Ce faible taux d'occupation s'explique notamment par un défaut de suivi de ces établissements par la PJJ au cours des dernières années, d'autant plus préjudiciable que certaines dérives ont récemment été constatées au sein de ces structures . D'une part, le CEF 51 ( * ) a fait l'objet d'un signalement de maltraitance en novembre 2009, ayant débouché sur une procédure judiciaire et une enquête administrative. Le projet éducatif y a finalement été revu. D'autre part, le CER souffrait de mauvaises conditions d'accueil et de projets pédagogiques insuffisants. La PJJ souhaite le voir évoluer vers le niveau standard de ce type de centre. Selon Christiane Tetu-Wolff, directrice territoriale, « on est en pleine révolution. Les gens n'arrivent pas à évoluer vers la qualité de prise en charge et d'accueil ».

Face à cette situation, votre rapporteur spécial rappelle la nécessité pour la PJJ d'assurer un suivi et un contrôle efficaces de ces structures. Il estime en outre nécessaire une meilleure optimisation des crédits consacrés à ces centres, en particulier via un taux d'occupation plus conforme à la moyenne nationale. Sur ce dernier point, des solutions de complémentarité pourraient être utilement mises à profit entre La Réunion et Mayotte ( cf. infra ) .

b) La rareté des familles d'accueil

Une autre des difficultés à surmonter à La Réunion consiste en la rareté des familles d'accueil sur lesquelles la PJJ peut compter.

Actuellement, la PJJ ne peut s'appuyer que sur un nombre insuffisant de familles (entre trois et huit, selon Christiane Tetu-Wolff, directrice territoriale) alors qu' il en faudrait au moins douze .

Plusieurs facteurs sont à l'origine de ce déficit. Tout d'abord, le premier « passage à l'acte » décourage souvent les familles volontaires de poursuivre l'expérience. En outre, leur indemnisation (31 euros par jour et par jeune) peut paraitre insuffisante, ne créant pas d'effet incitatif. Enfin, cette indemnisation peut parfois être payée avec retard.

Dans ce contexte, on ne peut pas s'étonner que les rares familles d'accueil à La Réunion souffrent d'un certain manque de professionnalisation .

Pour sortir de cette pratique encore trop artisanale, Christiane Tetu-Wolff, directrice territoriale, a exprimé son souhait de pouvoir travailler sur un réseau d'accueil actuellement piloté par le conseil général , où les familles sont par en revanche beaucoup plus professionnalisées.

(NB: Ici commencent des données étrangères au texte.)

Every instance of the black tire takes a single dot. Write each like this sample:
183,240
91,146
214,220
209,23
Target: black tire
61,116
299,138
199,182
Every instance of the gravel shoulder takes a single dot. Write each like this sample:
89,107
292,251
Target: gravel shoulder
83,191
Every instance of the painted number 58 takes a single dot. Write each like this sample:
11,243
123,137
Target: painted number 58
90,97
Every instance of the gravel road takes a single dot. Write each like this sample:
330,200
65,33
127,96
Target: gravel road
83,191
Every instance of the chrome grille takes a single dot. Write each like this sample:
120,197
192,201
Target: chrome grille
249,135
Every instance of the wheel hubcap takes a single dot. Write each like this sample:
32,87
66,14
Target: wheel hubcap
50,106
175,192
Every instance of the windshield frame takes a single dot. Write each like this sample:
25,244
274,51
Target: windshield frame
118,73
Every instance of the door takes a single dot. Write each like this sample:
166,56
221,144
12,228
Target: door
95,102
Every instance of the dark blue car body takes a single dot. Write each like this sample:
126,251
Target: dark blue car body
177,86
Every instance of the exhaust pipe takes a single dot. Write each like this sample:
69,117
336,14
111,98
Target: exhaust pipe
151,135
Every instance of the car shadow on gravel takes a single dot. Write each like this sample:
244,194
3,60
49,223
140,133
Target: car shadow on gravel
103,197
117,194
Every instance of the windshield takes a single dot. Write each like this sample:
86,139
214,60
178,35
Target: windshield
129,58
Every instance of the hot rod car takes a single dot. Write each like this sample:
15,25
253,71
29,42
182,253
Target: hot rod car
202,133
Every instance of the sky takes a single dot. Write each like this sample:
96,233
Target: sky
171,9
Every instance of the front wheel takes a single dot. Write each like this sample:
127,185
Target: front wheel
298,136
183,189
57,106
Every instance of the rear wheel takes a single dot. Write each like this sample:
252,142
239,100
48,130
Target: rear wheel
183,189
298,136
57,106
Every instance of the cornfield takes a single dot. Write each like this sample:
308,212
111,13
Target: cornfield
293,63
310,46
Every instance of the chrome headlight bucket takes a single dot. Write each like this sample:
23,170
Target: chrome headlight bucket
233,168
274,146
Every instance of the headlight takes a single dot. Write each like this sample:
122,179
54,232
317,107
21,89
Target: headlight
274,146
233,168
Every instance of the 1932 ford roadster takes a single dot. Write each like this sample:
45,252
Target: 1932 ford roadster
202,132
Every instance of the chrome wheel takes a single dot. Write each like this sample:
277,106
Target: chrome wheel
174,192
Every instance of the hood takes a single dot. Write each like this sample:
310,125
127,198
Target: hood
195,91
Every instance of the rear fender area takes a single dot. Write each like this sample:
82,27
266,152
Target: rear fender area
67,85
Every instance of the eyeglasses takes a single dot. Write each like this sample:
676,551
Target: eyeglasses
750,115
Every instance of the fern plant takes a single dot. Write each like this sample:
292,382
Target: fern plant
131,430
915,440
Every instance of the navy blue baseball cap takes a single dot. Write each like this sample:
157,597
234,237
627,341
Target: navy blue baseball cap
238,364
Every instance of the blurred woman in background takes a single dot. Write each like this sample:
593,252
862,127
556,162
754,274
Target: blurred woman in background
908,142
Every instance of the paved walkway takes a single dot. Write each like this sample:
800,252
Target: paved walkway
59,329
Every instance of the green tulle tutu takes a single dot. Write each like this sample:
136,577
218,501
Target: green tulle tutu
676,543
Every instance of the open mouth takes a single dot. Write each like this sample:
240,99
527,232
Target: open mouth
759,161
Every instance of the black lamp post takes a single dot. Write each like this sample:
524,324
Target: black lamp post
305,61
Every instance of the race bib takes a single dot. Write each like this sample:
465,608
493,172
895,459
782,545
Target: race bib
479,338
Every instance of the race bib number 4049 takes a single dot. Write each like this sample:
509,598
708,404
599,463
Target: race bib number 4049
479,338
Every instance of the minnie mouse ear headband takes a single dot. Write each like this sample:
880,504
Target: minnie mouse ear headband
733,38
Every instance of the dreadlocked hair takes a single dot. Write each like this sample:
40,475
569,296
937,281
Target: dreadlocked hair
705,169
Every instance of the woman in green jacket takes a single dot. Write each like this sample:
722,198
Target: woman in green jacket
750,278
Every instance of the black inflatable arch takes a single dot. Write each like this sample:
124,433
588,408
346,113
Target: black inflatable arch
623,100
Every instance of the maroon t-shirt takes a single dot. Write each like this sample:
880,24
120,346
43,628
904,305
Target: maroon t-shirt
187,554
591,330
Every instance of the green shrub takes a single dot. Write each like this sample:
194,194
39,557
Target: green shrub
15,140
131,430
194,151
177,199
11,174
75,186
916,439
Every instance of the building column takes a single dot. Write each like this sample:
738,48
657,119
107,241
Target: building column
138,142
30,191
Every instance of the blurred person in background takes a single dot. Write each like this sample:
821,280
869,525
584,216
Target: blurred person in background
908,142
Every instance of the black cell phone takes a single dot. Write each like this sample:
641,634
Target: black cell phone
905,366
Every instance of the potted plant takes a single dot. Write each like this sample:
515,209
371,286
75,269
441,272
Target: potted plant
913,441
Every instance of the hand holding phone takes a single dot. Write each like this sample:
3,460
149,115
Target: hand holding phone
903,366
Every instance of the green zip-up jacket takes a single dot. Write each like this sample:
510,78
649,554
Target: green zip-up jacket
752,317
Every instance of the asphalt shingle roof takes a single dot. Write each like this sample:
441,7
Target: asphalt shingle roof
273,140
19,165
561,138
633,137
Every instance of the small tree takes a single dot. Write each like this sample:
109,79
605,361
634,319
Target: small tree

* 46 Incident important, éventuellement marqué par des faits de violence.

* 47 Le zamal est l'appellation locale du cannabis.

* 48 Rapport annuel de performances de la mission «Justice » annexé au projet de loi de règlement pour 2010.

* 49 Idem.

* 50 Idem.

* 51 Relevant du SAH, via l'association aide et protection de l'enfance et de la jeunesse (AAPEJ).